RLHF: Teaching a Model to Be Helpful
The base model knows a lot and does what it wants. RLHF is how that gets fixed, and what gets broken in the process.
Where the base model falls short
Pre-training produces a model that can do remarkable things, none of which it will do reliably on request. Ask it a question and it might answer, or continue in the style of a Wikipedia article, or generate three more questions after yours. It has no concept of being useful. It is a text predictor, and text predictors do not naturally produce assistants.
Three phases fix this. This article covers all three, and what each one costs.
Supervised fine-tuning: showing the model what good looks like
The first phase is the most direct. Human contractors write examples of good behaviour, a question followed by a genuinely useful answer, a task followed by a clean completion, thousands of pairs. The model trains on them.
After supervised fine-tuning, the model responds rather than continues. Ask it a question and it gives an answer. Ask it to summarise something and it summarises.

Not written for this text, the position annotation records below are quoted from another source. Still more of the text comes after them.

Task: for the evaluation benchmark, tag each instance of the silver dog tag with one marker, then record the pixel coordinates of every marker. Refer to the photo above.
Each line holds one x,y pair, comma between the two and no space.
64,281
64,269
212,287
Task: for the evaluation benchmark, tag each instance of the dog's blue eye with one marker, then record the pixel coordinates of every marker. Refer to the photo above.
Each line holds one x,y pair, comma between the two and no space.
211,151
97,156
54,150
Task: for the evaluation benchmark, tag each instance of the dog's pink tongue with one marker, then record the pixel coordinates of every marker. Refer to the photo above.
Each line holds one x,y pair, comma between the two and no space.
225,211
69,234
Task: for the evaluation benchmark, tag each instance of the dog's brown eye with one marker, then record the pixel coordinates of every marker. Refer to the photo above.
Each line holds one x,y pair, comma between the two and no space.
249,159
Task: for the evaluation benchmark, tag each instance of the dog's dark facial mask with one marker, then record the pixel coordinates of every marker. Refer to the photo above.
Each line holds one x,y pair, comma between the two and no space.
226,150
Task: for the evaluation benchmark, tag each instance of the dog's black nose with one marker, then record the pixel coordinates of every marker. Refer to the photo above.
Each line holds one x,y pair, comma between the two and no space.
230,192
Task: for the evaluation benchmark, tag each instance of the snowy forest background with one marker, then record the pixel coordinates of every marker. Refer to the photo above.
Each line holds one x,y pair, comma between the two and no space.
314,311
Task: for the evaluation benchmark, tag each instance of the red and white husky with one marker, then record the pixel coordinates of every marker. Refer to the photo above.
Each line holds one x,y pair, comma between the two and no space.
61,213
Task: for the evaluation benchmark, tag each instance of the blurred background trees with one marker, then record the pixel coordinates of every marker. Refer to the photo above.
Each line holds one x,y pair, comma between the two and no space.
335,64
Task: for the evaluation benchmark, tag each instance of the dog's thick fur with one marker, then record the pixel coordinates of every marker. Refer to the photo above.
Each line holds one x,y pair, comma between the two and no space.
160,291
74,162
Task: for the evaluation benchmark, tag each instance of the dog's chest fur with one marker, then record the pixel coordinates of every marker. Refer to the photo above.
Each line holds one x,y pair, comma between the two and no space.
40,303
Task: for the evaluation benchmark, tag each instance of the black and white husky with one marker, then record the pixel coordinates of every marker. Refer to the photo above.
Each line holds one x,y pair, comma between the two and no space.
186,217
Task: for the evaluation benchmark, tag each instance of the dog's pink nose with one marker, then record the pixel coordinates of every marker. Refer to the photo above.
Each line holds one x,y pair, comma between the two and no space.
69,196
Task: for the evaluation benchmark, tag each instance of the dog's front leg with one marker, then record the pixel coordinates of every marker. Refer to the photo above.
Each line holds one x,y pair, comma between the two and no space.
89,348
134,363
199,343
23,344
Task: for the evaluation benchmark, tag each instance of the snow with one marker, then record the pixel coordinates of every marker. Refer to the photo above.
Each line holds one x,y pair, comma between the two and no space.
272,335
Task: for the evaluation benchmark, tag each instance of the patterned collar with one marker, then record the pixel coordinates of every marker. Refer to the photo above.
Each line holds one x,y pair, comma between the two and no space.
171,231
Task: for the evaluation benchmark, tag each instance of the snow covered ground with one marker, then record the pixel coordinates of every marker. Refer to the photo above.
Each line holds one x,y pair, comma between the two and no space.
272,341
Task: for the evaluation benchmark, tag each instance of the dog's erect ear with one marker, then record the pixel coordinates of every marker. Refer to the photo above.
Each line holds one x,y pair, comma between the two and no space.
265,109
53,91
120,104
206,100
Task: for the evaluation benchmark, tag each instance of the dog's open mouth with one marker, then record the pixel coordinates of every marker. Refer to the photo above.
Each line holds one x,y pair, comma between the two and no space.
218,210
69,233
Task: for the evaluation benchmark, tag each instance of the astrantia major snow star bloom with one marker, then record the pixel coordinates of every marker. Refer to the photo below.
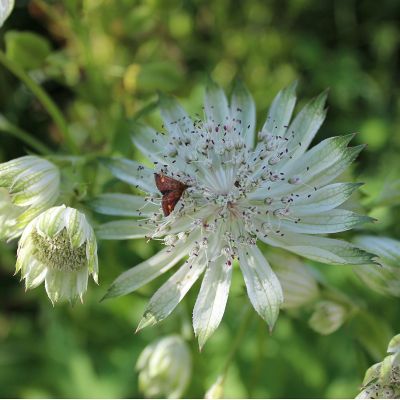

The basic shape of being an assistant gets learned here, from examples, the same way a new employee learns what good work looks like by being shown it.
The limitation is obvious once you name it. You can only write so many examples. The space of things someone might ask a language model is effectively infinite, and a dataset of thousands of pairs cannot cover it. The model learns from what it was shown. Everything beyond that is extrapolation.
The reward model: teaching a machine to have taste
The second phase solves the coverage problem differently. Instead of writing more examples, you teach a separate model to recognise good behaviour whenever it sees it.
Take a prompt. Generate two different responses. Show both to a human annotator and ask: which is better? Collect thousands of these comparisons. Train a model on them. That model is the reward model, a scorer that can take any response to any prompt and produce a number representing how much a human would prefer it.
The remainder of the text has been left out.